Ein weiß geschminkter Pantomime mit weit aufgerissenen Augen und Mund

Die Mimik ist wichtig, wahrscheinlich versteht sie aber nicht jeder gleich Foto: dpa

Die beiden Wissenschaftler Carlos Crivelli und Sergio Jarillo haben die bisherigen Studien zum Thema Mimik hinterfragt. Bisher galten in diesem Bereich die Untersuchungen von Paul Ekman aus den 1960er-Jahren als Standard. Ekman untersuchte in seinen Studien das Zusammenspiel von den 43 Gesichtsmuskeln und welche Ausdrücke sie ergeben. Die entstandenen Gesichter fanden sich in allen Ländern wieder, die er untersuchte.

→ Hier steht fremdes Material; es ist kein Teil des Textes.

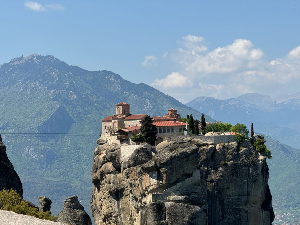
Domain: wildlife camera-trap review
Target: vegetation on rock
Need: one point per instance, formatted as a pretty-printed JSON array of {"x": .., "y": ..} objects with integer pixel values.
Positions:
[
  {"x": 203, "y": 124},
  {"x": 148, "y": 130},
  {"x": 260, "y": 146},
  {"x": 10, "y": 200}
]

Er reiste dafür extra nach Papua Neuguinea zu den Trobriand-Inseln um die Mimik der Ureinwohner zu studieren. Seine Erkenntnis war, dass jeder Mensch Wut, Angst, Freude, Überraschung, Verachtung, Ekel und Trauer ausdrücken kann. Er nahm dadurch an, dass die Mimik überall gleich ist.

Crivelli und Jarillo haben jetzt untersucht, ob die verschiedenen Expressionen überall als gleiche Emotionen gedeutet werden. Diplom-Psychologin und Verhaltenstherapeutin Miriam Junge erklärt: „Die Grundemotionen sind überall gleich. Alles andere hat etwas mit der Sozialisierung zu tun. Körperlicher Ausdruck ist universell.“

Großer Aufwand für die neue Studie

Die beiden spanischen Wissenschaftler reisten dafür wie Ekman zu den Trobriand-Inseln. Sie lernten die Sprache der Trobriander, Kilivila, und ihre Kultur kennen. Für die anschließenden Untersuchungen brauchten sie daher keinen Übersetzer. In einem ersten Test sollten die Probanden Gesichter einer Emotion zuordnen. Im zweiten Test wurden mehrere Gesichter gezeigt und die Probanden sollten sagen, wer beispielsweise glücklich ist oder einen Streit anfangen will. Der Test wurde mit einer spanischen Probandengruppe wiederholt und es zeigten sich – wie bereits nach der Durchführung mit den Trobriandern vermutet – signifikante Unterschiede, was die Deutung von Gesichtsausdrücken angeht.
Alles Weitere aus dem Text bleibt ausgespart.